そもそもコンピューターゲームはローグやウィザードリィが流行った黎明期においては、完全な大人、マニア向けの市場でした。
その後、任天堂はファミコンによって、子供とファミリー層向けのコンピューターゲームという市場を開拓して成功しました。

ハード戦争が始まります。

スーパーファミコンの時代にはPCエンジン、メガドライブなどがこのもっともボリュームの厚いファミリー層を狙って攻勢をかけて失敗します。
PCエンジンは今となってはオタク向けのハードとして知られていますが、それはあくまでもハード後期の苦肉の策で、初期ではキッズ向けの作品が数多く出ていたのです。
しかしPSやPS2の時代になると、バイオハザードなど、明らかにファミリー層向けでないソフトが大ヒットしはじめます。
これはファミコン世代の子供が成長したためであり、ゲーム業界はこのアダルトチルドレン層を無視できなくなります。
この頃においてハード戦争の勝利とは、ファミリー層とアダルトチルドレン層の獲得でした。
PS3の時代になると、このアダルトチルドレン層は成人してしまいます。
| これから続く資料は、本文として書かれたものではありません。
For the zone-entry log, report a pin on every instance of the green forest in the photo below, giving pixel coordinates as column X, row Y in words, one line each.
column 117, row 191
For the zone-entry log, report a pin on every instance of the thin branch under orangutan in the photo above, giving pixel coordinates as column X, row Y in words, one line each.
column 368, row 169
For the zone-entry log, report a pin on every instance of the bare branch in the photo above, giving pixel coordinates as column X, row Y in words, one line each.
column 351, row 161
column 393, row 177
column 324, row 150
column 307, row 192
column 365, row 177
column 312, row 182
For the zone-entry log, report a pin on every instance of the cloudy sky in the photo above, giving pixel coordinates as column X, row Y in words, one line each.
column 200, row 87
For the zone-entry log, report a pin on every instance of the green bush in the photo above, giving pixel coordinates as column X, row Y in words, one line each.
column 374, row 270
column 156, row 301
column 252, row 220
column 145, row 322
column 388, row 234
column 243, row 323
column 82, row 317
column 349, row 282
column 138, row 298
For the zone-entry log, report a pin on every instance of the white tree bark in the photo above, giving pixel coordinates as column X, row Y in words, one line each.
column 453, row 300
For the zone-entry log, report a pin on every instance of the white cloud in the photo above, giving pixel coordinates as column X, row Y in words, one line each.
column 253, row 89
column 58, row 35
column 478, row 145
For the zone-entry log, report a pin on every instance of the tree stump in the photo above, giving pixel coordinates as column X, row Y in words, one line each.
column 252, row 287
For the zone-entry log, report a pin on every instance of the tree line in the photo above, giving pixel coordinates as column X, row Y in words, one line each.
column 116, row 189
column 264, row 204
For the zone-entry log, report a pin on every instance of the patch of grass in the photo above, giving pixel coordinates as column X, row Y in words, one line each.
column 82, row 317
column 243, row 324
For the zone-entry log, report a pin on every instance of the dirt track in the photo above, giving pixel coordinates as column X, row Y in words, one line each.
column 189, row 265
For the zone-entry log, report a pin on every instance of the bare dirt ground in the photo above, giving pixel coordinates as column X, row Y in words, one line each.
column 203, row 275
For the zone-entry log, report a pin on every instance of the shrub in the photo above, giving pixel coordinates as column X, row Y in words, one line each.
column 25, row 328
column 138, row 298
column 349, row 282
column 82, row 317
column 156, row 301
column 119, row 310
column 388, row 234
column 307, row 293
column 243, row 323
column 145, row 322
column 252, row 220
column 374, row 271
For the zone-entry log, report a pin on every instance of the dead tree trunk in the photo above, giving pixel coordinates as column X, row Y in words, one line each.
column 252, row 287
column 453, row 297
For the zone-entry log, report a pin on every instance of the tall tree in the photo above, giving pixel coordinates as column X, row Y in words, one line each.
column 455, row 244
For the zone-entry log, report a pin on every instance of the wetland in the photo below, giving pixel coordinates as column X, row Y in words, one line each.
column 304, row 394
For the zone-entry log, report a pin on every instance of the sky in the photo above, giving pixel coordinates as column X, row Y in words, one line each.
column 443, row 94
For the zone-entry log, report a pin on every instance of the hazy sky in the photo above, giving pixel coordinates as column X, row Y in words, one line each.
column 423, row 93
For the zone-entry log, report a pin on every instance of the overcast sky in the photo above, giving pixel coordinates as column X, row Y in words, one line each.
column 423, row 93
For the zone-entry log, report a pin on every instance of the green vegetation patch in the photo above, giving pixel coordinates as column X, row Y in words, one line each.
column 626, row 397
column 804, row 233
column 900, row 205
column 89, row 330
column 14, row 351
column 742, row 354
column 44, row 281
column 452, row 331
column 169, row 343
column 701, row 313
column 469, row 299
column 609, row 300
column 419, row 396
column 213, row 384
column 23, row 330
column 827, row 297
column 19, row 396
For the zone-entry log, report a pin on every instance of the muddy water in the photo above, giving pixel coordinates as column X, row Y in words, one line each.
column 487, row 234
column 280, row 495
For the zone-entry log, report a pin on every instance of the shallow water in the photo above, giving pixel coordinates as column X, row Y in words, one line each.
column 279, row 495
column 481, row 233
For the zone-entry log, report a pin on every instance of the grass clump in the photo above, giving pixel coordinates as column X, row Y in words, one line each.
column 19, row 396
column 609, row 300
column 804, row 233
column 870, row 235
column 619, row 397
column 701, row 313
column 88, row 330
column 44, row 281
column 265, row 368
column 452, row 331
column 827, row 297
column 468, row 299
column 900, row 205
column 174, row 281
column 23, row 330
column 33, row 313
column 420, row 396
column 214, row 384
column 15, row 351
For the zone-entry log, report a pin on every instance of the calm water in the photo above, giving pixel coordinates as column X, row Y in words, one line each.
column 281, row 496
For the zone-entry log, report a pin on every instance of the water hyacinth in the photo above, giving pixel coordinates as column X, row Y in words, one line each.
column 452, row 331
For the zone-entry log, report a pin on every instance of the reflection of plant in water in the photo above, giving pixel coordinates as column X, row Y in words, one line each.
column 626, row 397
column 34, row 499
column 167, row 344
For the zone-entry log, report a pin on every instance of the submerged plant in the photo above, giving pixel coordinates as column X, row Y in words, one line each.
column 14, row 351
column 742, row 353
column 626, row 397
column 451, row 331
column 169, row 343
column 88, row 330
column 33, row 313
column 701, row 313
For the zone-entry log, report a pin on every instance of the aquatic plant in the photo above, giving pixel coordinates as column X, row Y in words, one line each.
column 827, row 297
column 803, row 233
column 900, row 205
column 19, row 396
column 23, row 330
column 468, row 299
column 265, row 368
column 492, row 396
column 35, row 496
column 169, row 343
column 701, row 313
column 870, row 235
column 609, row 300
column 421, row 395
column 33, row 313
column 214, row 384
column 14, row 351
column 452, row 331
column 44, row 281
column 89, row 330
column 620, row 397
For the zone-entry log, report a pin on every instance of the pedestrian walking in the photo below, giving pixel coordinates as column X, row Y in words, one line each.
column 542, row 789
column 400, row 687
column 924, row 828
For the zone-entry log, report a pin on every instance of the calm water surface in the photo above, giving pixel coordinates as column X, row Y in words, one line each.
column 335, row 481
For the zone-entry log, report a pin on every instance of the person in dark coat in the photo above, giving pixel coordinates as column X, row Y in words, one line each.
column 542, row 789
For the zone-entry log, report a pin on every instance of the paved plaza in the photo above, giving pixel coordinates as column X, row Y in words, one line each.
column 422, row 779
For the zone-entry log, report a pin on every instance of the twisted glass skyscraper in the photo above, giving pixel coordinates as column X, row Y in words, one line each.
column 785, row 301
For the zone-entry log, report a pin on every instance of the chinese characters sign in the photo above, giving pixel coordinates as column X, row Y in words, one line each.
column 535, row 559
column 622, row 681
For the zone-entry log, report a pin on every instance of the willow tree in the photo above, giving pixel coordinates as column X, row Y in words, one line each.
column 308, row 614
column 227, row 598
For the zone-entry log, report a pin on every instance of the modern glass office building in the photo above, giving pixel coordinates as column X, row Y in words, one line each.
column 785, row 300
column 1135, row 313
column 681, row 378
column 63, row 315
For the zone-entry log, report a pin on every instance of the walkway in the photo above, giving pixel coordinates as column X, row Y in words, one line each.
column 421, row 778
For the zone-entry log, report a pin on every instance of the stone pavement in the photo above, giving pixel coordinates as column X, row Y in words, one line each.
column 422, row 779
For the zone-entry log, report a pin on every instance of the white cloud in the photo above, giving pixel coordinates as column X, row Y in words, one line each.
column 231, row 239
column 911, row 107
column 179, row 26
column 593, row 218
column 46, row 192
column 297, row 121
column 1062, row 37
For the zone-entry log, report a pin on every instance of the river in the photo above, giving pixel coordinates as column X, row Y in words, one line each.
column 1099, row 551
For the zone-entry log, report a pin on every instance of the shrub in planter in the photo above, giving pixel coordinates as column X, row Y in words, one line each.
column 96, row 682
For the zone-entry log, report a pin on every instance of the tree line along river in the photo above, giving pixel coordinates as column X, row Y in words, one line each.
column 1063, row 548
そうすると、その趣味、嗜好はマニア、大人向けに独自に続いてきたPCゲームのタイトルと一致し、コアゲーマー層として合流することとなります。
象徴的な出来事が、「PCゲームからの刺客」Xboxの参入でしょう。
この頃のPC市場の二大ボリュームゾーンは、コアゲーマー層とファミリー層となります。
この頃任天堂はWiiの発売で、明確に自らの育てたコアゲーマー層との決別をはかります。
ソニーはファミリー層取り込みを続けようとしますが、WiiUの失敗によるファミリー層ハード不在の時期であっても、PSはファミリー層を取り込めませんでした。コアゲーマー向けの設計思想のハードは、ファミリー層に受け入れられない時代になったのです。

現在、コンピューターゲーム業界は三分されています。

ごく少数のエンスージアスト向けのハイエンドPCゲーム市場
カジュアルにPCゲームを楽しみたい、PS、Xboxの市場
任天堂によるファミリー層市場

どれも無視できない市場となっていますが、それぞれのハードはお互いの市場を喰い合わなくなっているのです。
任天堂信者はハイエンドPCを買えないくせにとPSを煽りますが、無意味です。
ゲーム機に10万は出せないという層はこれからも多数を占めるでしょう。
そしてPS信者は任天堂の低性能を笑いますが、これにも意味がない。演算性能よりファミリー層向けの他の機能に特化してるのだから。